The end-result from the section 'Direct Solver' is recalled in the first place:
$$
\left[ \begin{array}{ccccccc} . & . & . & & & & \\
& & . & . & . & & \\
& \displaystyle
- \frac{a_{54}}{a_{55}} \frac{a_{43}}{a_{44}}
& 0
& \displaystyle
1 - \frac{a_{54}}{a_{55}} \frac{a_{45}}{a_{44}}
- \frac{a_{56}}{a_{55}} \frac{a_{65}}{a_{66}}
& 0
& \displaystyle
- \frac{a_{56}}{a_{55}} \frac{a_{67}}{a_{66}}
& \\ & & & . & . & . &
\\ & & & & . & . & .
\end{array} \right]
\left[ \begin{array}{c} . \\ . \\ T_3 \\ T_4 \\ T_5 \\ T_6 \\ T_7 \\ .
\end{array} \right]
$$
Thus we see that the off-diagonal coefficients of the coarsened grid are given
by:
$$
a'_{53} = - \frac{a_{54}}{a_{55}} \frac{a_{43}}{a_{44}} \EN
a'_{57} = - \frac{a_{56}}{a_{55}} \frac{a_{67}}{a_{66}}
$$
Independent of the kind of mesh involved.
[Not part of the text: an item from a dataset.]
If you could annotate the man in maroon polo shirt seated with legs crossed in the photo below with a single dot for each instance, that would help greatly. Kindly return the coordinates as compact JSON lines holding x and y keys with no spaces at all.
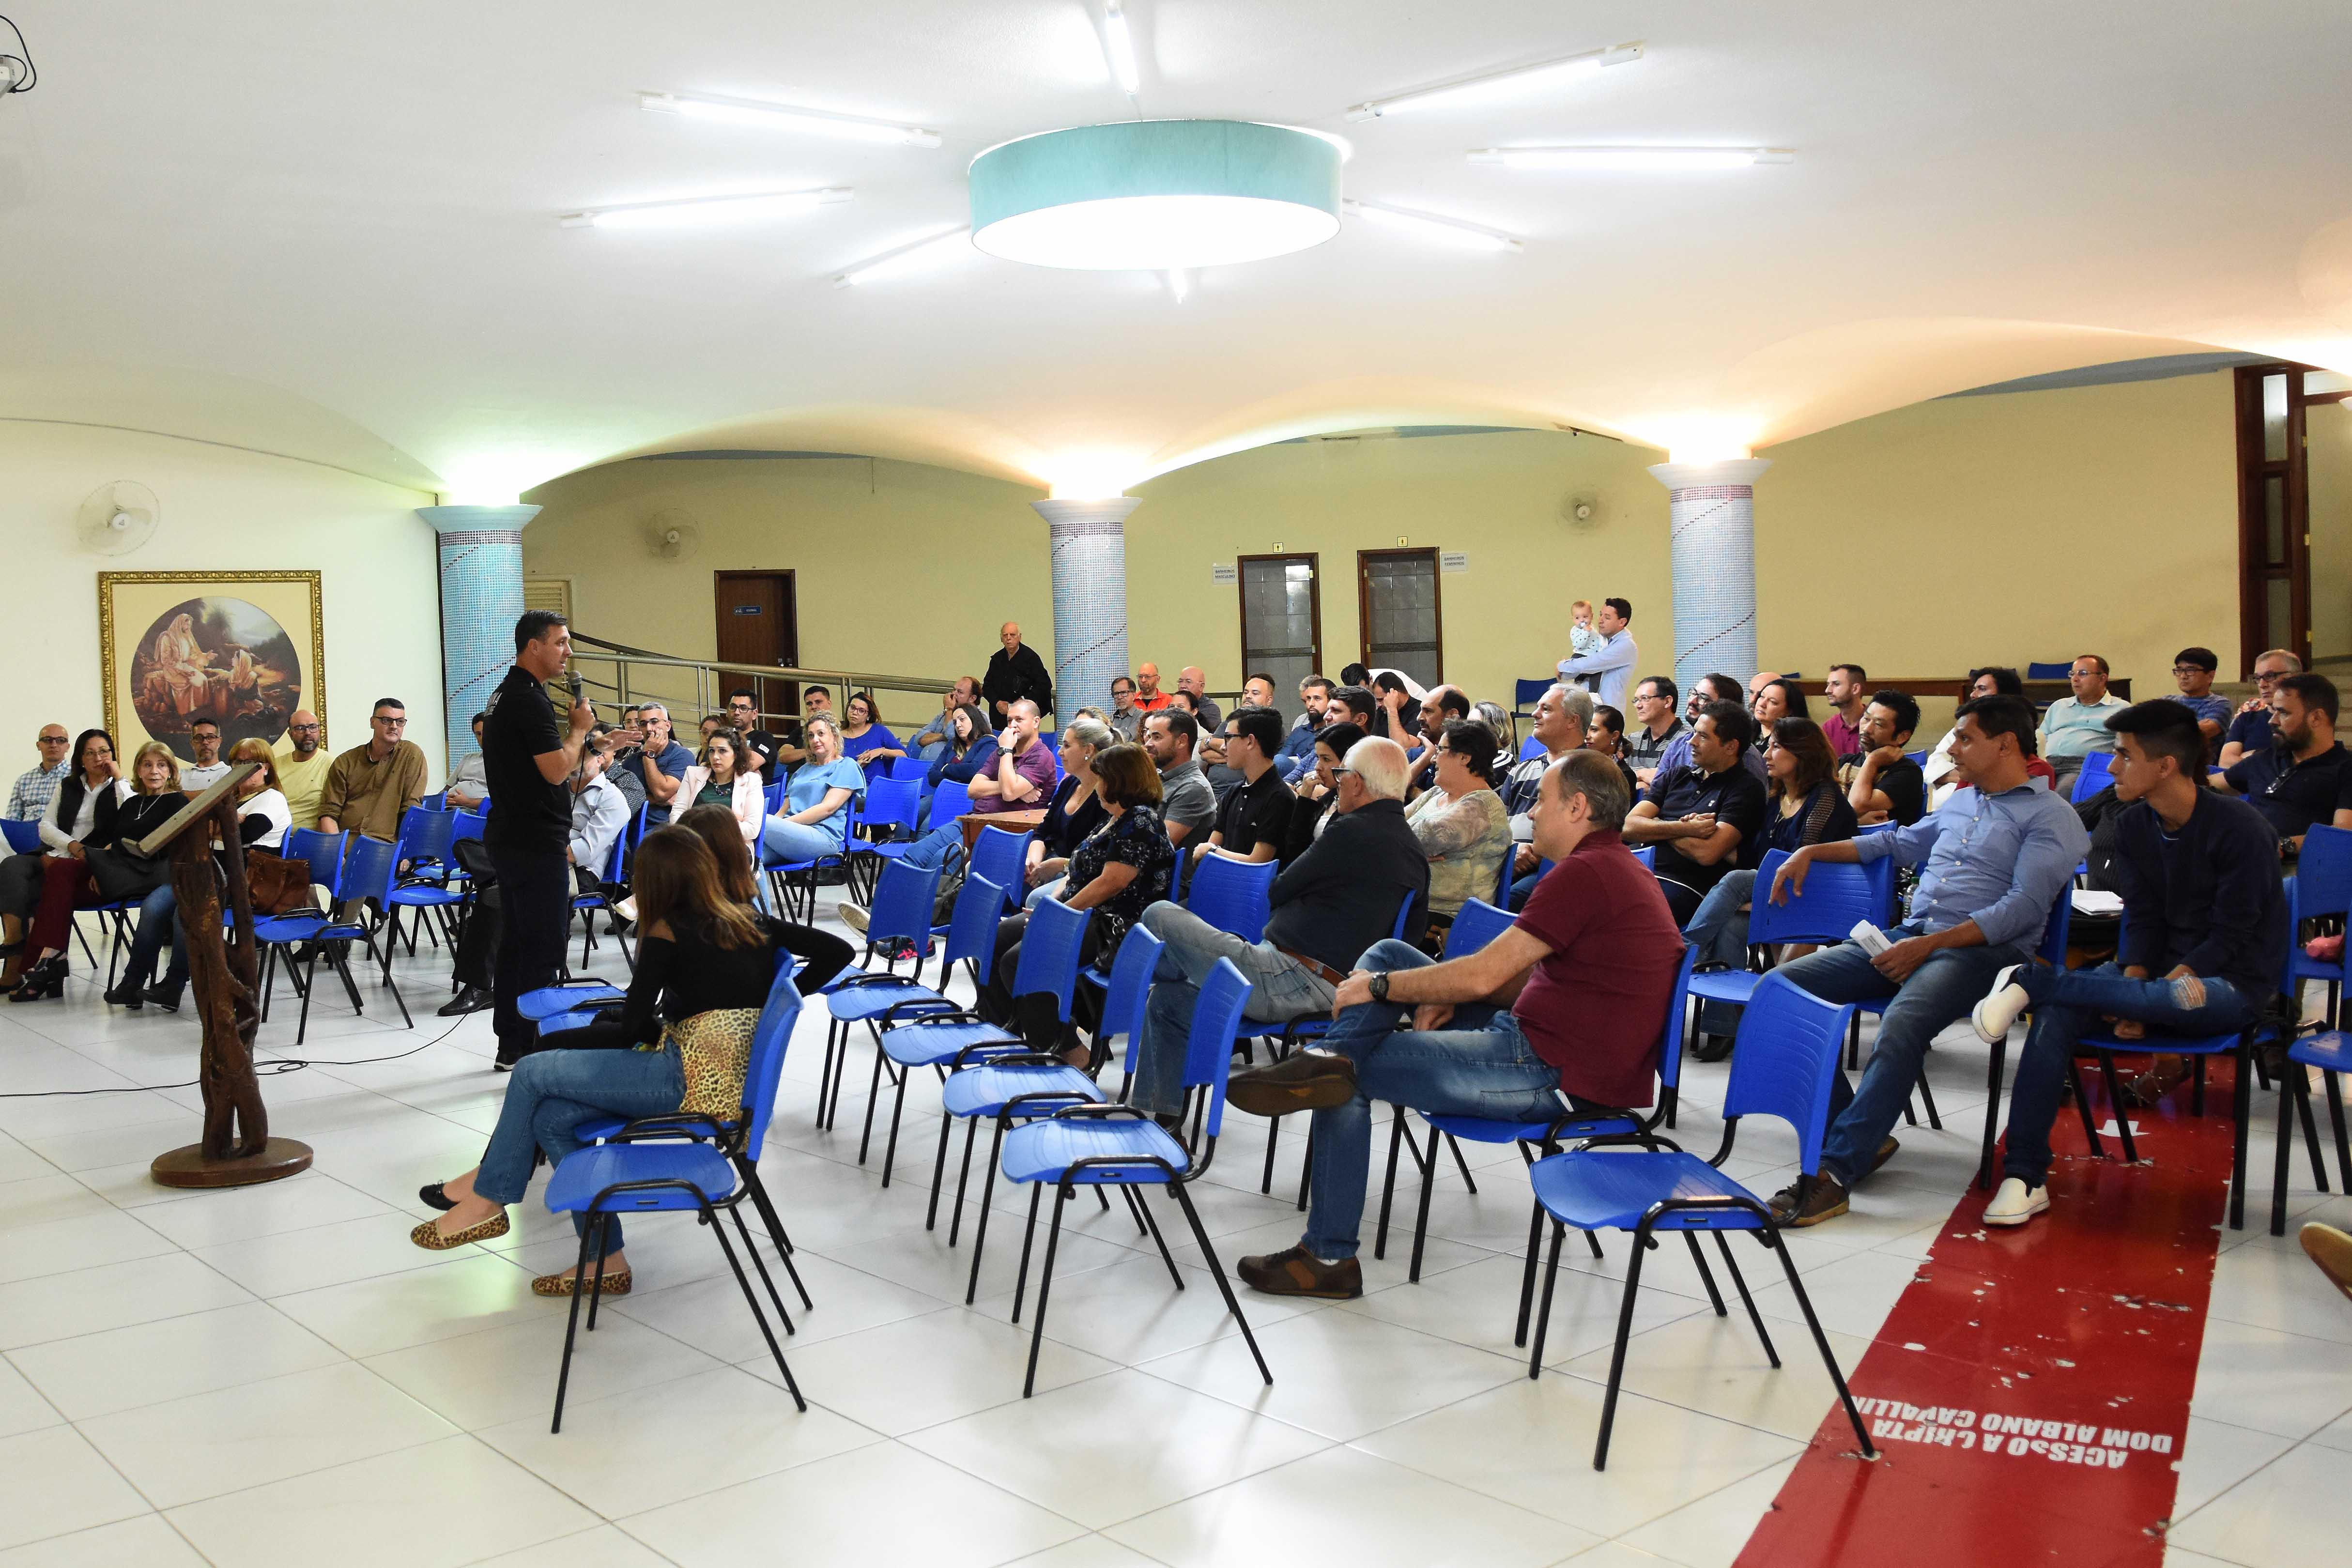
{"x":1563,"y":1012}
Now imagine a piece of an 1-D mesh
again, but this time with a non-uniform grid spacing:
Where we have arranged it in such a way that the distance between the vertices
$(3)$ and $(4)$ is equal to the distance between the vertices $(6)$ and $(7)$;
and the distance between the vertices $(4)$ and $(5)$ is equal to the distance
between the vertices $(5)$ and $(6)$. Furthermore it is assumed that the matrix
coefficients are only dependent upon these two distances, called:
\begin{eqnarray*}
\mbox{distance }_{3-4} = \mbox{distance }_{6-7} = dx_1 \\
\mbox{distance }_{4-5} = \mbox{distance }_{5-6} = dx_2
\end{eqnarray*}
If matrix elements which are at the left of the main diagonal are denoted as
$a$ and matrix elements which are at the right of the main diagonal as $b$,
as has been done before, then it becomes readily evident that:
\begin{eqnarray*}
a_{43} = a(dx_1) \EN a_{54} = a(dx_2) \\
a_{67} = b(dx_1) \EN a_{56} = b(dx_2)
\end{eqnarray*}
Furthermore it follows that $a_{44} = a_{66}$ and:
$$
a'_{53} = a(dx_1 + dx_2) \EN a'_{57} = b(dx_1 + dx_2)
$$
Repeat:
$$
a'_{57} = - \frac{a_{56}}{a_{55}} \frac{a_{67}}{a_{66}} \EN
a'_{53} = - \frac{a_{54}}{a_{55}} \frac{a_{43}}{a_{44}}
$$
Hence the quotient of the off-diagonal coefficients of the coarsened grid can
also be written as follows:
$$
\frac{b(dx_1 + dx_2)}{a(dx_1 + dx_2)} =
\frac{b(dx_1)}{a(dx_1)} \frac{b(dx_2)}{a(dx_2)}
$$
Herewith it is established that the quotient function is characterized by:
$$
\frac{b}{a}(dx_1 + dx_2) = \frac{b}{a}(dx_1) \frac{b}{a}(dx_2)
$$
And we are triggered to pay some attention to functions which are characterized,
in general, by the following property:
$$
f(p+q) = f(p) . f(q)
$$
A couple of other properties can be derived herefrom:
$$
f(q) = f(q-p+p) = f(q-p) . f(p) \hieruit f(q-p) = f(q) / f(p)
$$ $$
\hieruit f(p-p) = f(p)/f(p) \hieruit f(0) = 1
$$
Employing the hypothesis that $f$ is a differentiable function and taking the
limit for $dx \rightarrow 0$, we see that:
$$
f'(x) = \frac{f(x+dx) - f(x)}{dx} = \frac{f(x).f(dx) - f(dx)}{dx} =
$$ $$
f(x) \frac{f(dx) - 1}{dx} = f(x) \frac{f(dx) - f(0)}{dx} = f'(0).f(x)
$$
Giving a differential equation for $f(x)$ which can be solved rather easily:
$$
\frac{df}{f} = f'(0).dx \hieruit ln(f) = f'(0).x + c
\hieruit f(x) = C e^{f'(0).x} = e^{f'(0).x}
$$
Where the boundary condition $f(0) = 1$ is employed in the last step. $f'(0)
= P$ is an arbitrary constant. The result is in agreement with our conjecture
that the only possible Quotient Functions are, indeed, given by: $a/b(dx) =
\exp(P.dx)$. If the above proof is valid, then this conjecture has been turned
into a theorem.